You are not logged in.
Hi all,
A couple times a day I experience DNS failure. Firefox starts failing to load pages, and I can't ping URLs from the command line. I can still ping IP addresses directly. For example (pinging google.com just sits there doing nothing until I cancel with control-c):
lefty@lefty-pc:~$ ping www.google.com
^C
lefty@lefty-pc:~$ ping 8.8.8.8
PING 8.8.8.8 (8.8.8.8) 56(84) bytes of data.

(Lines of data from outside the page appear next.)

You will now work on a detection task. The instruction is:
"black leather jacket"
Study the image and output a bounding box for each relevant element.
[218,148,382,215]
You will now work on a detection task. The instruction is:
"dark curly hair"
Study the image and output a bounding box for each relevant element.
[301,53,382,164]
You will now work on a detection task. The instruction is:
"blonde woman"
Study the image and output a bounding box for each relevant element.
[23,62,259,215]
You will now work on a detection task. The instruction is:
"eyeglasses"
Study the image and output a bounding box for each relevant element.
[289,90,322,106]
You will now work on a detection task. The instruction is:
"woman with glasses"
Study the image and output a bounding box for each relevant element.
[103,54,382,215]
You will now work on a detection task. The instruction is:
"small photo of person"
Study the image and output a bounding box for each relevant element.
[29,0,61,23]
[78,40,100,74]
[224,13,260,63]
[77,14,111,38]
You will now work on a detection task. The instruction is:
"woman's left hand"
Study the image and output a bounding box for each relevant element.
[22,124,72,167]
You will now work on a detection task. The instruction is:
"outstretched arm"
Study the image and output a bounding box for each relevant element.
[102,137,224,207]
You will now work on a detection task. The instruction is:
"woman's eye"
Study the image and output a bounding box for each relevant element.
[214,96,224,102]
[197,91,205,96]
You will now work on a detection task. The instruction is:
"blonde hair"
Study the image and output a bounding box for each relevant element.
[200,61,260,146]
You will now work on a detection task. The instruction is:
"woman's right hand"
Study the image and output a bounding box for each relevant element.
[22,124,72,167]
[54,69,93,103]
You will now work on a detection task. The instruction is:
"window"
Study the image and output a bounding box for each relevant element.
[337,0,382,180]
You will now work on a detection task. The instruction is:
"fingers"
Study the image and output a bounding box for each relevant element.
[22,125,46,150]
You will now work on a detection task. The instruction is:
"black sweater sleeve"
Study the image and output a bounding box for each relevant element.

64 bytes from 8.8.8.8: icmp_seq=1 ttl=117 time=15.6 ms
64 bytes from 8.8.8.8: icmp_seq=2 ttl=117 time=14.9 ms
^C
--- 8.8.8.8 ping statistics ---
2 packets transmitted, 2 received, 0% packet loss, time 1002ms
rtt min/avg/max/mdev = 14.872/15.212/15.552/0.340 ms
lefty@lefty-pc:~$ cat /etc/resolv.conf
# Generated by NetworkManager
nameserver 192.168.1.1
I attempted to fix this by switching from netctl to NetworkManager, but the problem persists.
My network consists of a cable modem and a separate linksys router. The router is 192.168.1.1.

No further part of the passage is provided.